In this study also, the obtained experimental values are in accordance with Eq. (4) and value of slope δ is supported by theoretical results. The scaling relationship between Ec and Pr with temperature at different electric fields can be explained on the basis of ferroelectric domain switching [56,57,58,59,60]. Ferroelectric domain switching is the process when the dipoles change from one spontaneously polarised state to the other by applied electric field. The domain switching is a regular phenomenon in all the ferroelectric materials, but the behaviour can be different for different compositions at morphotropic phase boundaries, crystal structure, doping, defects and domain states.

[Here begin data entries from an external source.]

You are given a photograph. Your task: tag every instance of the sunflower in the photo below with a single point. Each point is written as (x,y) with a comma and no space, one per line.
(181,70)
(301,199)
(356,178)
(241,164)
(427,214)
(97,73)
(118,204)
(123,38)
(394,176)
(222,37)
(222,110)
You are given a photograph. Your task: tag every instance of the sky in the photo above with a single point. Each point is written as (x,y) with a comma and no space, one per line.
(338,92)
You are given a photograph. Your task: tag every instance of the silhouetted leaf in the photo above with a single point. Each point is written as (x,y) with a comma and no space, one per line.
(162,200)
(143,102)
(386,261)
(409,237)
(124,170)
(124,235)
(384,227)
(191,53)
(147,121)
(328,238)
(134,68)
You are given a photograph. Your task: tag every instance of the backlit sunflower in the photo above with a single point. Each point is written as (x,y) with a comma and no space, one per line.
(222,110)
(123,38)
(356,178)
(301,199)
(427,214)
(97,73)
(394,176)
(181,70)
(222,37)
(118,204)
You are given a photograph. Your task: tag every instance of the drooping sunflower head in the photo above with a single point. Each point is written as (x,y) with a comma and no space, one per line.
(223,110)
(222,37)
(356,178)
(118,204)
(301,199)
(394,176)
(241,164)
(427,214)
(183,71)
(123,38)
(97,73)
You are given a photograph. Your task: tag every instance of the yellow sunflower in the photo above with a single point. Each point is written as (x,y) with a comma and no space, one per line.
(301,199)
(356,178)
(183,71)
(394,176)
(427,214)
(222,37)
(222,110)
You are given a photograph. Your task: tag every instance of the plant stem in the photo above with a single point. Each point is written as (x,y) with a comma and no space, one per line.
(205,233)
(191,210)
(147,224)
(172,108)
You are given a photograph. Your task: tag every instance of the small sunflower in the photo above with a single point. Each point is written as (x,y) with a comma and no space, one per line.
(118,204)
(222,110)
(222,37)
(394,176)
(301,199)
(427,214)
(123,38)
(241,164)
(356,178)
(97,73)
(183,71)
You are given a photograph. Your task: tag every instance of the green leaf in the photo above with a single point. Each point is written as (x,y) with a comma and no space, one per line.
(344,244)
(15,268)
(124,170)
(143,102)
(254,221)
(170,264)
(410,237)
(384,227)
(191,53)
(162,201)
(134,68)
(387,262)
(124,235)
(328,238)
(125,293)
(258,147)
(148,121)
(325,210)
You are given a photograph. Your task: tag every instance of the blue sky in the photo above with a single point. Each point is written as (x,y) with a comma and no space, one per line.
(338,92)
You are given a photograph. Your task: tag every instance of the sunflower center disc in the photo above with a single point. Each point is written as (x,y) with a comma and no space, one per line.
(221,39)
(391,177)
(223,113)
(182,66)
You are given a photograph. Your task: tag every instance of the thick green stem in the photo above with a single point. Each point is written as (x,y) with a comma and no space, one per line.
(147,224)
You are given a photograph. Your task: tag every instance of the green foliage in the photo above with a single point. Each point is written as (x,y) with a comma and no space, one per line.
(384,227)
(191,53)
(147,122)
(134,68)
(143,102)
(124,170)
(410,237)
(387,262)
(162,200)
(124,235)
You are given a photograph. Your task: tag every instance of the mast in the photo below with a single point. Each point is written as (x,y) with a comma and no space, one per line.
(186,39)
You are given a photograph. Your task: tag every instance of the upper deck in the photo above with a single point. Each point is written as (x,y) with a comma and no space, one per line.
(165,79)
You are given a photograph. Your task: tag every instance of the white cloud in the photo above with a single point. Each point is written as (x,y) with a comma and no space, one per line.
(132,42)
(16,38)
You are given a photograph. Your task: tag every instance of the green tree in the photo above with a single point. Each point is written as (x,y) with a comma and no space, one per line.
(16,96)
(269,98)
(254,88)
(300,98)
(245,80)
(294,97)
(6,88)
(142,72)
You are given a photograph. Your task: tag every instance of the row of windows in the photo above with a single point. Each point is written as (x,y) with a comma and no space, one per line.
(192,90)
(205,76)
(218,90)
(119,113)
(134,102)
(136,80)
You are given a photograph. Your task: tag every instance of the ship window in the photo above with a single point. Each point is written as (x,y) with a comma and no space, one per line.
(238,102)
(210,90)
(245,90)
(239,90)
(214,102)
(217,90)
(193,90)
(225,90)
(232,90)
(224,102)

The phenomenon of switching of domains is attributed to two mechanisms: one is domain wall motion and other is nucleation of domains. At lower electric fields, the nucleation is slow which dominates the switching process, while at higher electric fields the domain wall switching is feasible and the dipoles orient in the direction of electric field. As the electric field increases, the area of hysteresis loop increases and attains its saturation value. The domain wall motion is greatly influenced by temperature because the rise in temperature increases the lattice vibrations due to which the orientation of dipoles increases, which reduces the stability of polarization. Hence, the hysteresis loop area decreases with increasing temperature. The polarization of domains takes place in two steps; switchable polarization in domain (Ps) and back switched polarization (Pr). When external field is applied, the polarization reaches to its maximum value Ps and when it is withdrawn, the polarization remains Pr. This phenomena is known as back switching polarization (Pbc) and its value is given as:

$${{\text{P}}_{{\text{bc}}}}={\text{ }}{{\text{P}}_{\text{s}}} - {\text{ }}{{\text{P}}_{\text{r}}}$$
(5)

Figure 10 depicts the plot of back switching polarization (Ps–Pr) against temperature (T K). The plot indicates that the back switching polarization initially increases with temperature up to 400 K and then decreases signifying the phase transition at 400 K. The back switching polarization also follows the Arrhenius law as given below:

$${{\text{P}}_{\text{s}}} - {{\text{P}}_{\text{r}}}={\text{ }}{{\text{P}}_0}{\text{exp}}\left( {\frac{{ - {E_A}}}{{{K_B}T}}} \right)$$
(6)

where EA is the average activation energy of trapped charge defect such as oxygen vacancy, and P0 is a constant. In order to estimate the activation energy involved in the domain switching, the slope of the plot ln(Ps − Pr) versus 1000/T is used (Fig. 11).

Fig. 10
figure 10

Plot of back switching polarization (Ps − Pr) with temperature at 9 kV/cm electric field

Full size image
Fig. 11
figure 11

Plot of log(Ps − Pr) with 1000/T at 9 kV/cm electric field

Full size image

4 Conclusions

In this study, the BaZr0.05Ti0.95O3 ceramic is successfully prepared by SSRT. The structural analyses are carried out by XRD and Raman spectroscopy which validate that the material exhibits orthorhombic symmetry. The temperature dependent dielectric behaviour shows the existence of three phase transitions for the present composition. The diffuseness is found to result due to chemical inhomogeneity, and corresponding parameters are obtained from the modified Curie–Wiess law. As an indication of Olsen cycle, it is observed that the present composition would be a suitable candidate for scavenging of waste thermal energy. The ferroelectric scaling relations for coercive field (Ec), remnant polarization (Pr), as a function of temperature (T) are also estimated. The temperature-dependence back-switching kinetics is found to follow the Arrhenius law. The results presented in the manuscript will provide a brief idea about the hysteresis behaviour with temperature under external electric field.